Era Fabio Melillo, un uomo, un padre, un allenatore e un conoscitore del calcio femminile. Era il calcio femminile, come pochi uomini dell’ambiente, se non come nessuno: non si è improvvisato mister delle donne, né riciclato, né reinventato. Era il calcio femminile forse anche come poche donne. Era Fabio Melillo, e ora è un vuoto, un buco. È morto a 58 anni di un cancro che in pochi mesi lo ha illuso di salvezza e deluso a campionato finito, annunciandogli, con un inesorabile, lento abbandono del corpo, che anche la sua personalissima stagione stava per finire.
Era Fabio Melillo, barba e capelli biondi, o un po’ rossicci, gli occhi azzurri, limpidi e sguardo sincero, sembrava un vichingo ma era un gladiatore. Aveva preso la Res Roma e dalla C, l’aveva portata in Serie A, una promozione all’anno, e poi nella massima serie si era salvato per tre stagioni. Ai tempi il calcio femminile era figlio di un dio minore, non era quello di oggi, non c’erano i grandi club, Melillo è stato uno dei pochi a crederci, ad amarlo e investire se stesso, le sue abilità di tecnico, i sentimenti. La Res si vestiva da Roma, ma non era la Roma. Fabio però si sentiva la Roma e le sue ragazze si sentivano la Roma. La sua Res aveva un orgoglio giallorosso enorme, come il suo viscerale. Ha creato una sorta di miracolo in quegli anni. Vinceva scudetti con la Primavera (tre) e poi le stesse ragazze debuttavano giovanissime in serie A. Chi non ricorda la “minuscola” Giadina Greggi? Non solo lei. Melillo aveva messo su un gruppo unico, quelle del Duemila - Simonetti, Caruso - tutte poi volate nei top Club oltre che in Nazionale. Non aveva solo intuito, ma una sensibilità da rabdomante. Scovava fiori rari o preziosi e ne aveva cura fino a farli sbocciare. Da ognuna delle sue ragazze ha sempre saputo tirare fuori il meglio. Perché sapeva comunicare con la diversità o meglio l’unicità di ognuna. Melillo era un condottiero.

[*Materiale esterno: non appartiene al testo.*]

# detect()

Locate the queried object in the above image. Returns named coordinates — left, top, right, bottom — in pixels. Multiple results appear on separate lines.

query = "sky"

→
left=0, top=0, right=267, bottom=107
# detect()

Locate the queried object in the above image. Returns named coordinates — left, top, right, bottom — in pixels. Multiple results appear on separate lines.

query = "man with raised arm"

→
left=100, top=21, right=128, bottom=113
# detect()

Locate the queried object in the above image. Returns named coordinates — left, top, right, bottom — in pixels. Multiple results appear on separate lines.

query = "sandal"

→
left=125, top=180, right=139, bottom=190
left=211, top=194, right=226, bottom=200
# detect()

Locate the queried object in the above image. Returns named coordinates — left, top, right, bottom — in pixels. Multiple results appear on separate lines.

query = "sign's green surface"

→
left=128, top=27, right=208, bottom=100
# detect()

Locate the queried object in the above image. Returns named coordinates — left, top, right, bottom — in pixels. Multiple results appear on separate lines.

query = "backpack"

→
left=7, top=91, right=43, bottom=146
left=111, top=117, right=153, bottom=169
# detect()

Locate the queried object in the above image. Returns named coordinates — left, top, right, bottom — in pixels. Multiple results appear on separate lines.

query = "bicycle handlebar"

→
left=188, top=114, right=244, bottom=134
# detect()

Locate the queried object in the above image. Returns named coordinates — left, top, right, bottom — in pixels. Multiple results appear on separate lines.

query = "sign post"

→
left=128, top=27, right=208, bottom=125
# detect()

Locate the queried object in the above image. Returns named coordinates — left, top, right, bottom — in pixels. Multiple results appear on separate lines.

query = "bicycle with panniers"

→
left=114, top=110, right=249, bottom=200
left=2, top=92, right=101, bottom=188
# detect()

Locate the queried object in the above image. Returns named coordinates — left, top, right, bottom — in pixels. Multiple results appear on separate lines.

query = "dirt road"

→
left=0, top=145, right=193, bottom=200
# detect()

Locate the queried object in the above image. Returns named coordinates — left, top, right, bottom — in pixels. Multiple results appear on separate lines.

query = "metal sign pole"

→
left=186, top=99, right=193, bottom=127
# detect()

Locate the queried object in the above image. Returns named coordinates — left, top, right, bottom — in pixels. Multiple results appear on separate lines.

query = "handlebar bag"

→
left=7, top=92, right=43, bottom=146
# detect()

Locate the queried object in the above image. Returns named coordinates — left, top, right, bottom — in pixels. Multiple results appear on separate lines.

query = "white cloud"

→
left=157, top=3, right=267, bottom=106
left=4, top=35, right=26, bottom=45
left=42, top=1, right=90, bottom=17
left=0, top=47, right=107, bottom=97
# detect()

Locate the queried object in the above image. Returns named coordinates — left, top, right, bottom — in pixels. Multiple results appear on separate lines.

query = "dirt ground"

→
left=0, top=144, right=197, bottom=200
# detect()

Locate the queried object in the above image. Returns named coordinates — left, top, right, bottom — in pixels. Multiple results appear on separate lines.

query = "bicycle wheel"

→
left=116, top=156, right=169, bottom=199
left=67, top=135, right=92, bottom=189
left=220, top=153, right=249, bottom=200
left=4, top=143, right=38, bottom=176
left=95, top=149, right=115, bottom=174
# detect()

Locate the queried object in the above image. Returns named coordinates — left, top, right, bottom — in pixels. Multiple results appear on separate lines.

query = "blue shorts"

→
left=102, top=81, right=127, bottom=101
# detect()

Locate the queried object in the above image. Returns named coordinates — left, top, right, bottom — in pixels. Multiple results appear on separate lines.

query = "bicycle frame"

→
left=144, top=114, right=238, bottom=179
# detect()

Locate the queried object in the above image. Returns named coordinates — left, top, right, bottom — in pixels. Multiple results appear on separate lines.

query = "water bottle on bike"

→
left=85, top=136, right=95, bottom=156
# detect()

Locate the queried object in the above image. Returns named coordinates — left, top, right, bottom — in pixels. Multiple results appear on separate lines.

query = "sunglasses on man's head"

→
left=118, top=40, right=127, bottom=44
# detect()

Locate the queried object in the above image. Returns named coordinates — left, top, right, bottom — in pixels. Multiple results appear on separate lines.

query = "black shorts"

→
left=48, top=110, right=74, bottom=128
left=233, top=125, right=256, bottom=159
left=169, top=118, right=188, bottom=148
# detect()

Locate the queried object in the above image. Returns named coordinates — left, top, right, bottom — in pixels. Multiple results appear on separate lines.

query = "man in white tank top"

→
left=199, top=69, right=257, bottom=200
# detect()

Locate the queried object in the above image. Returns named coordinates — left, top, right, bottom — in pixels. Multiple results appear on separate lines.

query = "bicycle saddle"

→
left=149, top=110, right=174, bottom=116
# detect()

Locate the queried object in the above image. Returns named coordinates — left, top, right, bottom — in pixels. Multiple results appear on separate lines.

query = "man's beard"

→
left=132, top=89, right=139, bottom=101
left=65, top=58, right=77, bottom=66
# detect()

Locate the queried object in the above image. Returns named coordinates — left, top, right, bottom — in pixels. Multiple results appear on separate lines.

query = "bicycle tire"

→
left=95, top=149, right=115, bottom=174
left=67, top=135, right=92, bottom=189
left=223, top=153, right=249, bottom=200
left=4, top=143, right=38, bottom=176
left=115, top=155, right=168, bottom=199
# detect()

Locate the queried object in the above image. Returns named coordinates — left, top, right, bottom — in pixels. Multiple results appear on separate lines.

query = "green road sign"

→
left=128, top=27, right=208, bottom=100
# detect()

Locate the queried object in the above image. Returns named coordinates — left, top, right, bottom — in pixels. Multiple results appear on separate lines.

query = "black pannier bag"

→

Ha ceduto la sua Res, solo perché “diventava” la Roma, che comprava titolo e gran parte della squadra. Per lui era come ricongiungere due gemelle separate alla nascita. E a lui la Roma affidò la Primavera, perché era un maestro. Infatti ha vinto tre volte il tricolore e una volta lo ha mancato ai calci di rigore. Non è mica perdere questo, mister! In questo modo gli avevamo fatto i complimenti. «Le ragazze sanno emozionare, non è poco nel calcio di oggi. Cerchiamo di dare un segnale vero di sport e di appartenenza», così aveva risposto.
Era Fabio Melillo, quello andato alla Ternana quando la voglia di tornare ad allenare le grandi aveva surclassato l’attesa di un sogno che non si avverava: la panchina della Roma. Lo ha potuto fare perché, al di là di un amore incondizionato nei confronti del club giallorosso, credeva in quello che faceva, nel suo lavoro. Lui credeva. Anche quando a febbraio gli hanno diagnosticato il cancro, dicendogli che al 90% si sarebbe salvato, Fabio ha creduto. Peccato che sia entrato in quel 10% restante. Qualcuno lo dovrà pur fare quel 10%, ecco ora c’è la sua firma. Ma fino alla fine ha creduto di stare nel 90%, e di farcela. Per questo non ha smesso mai di allenare le donne della Ternana, di andare alle partite, in casa e in trasferta, sempre. Con una sensibilità rara e molto femminile, non ha gravato delle sue pene le calciatrici, lui i problemi era abituato a risolverli non a crearli. E le ragazze vincevano per lui, dalla Res alla Roma alla Ternana. Perché questo lui insegnava: a credere che al 90% si vince, sempre. Quasi sempre se oggi scriviamo che “Era Fabio Melillo”.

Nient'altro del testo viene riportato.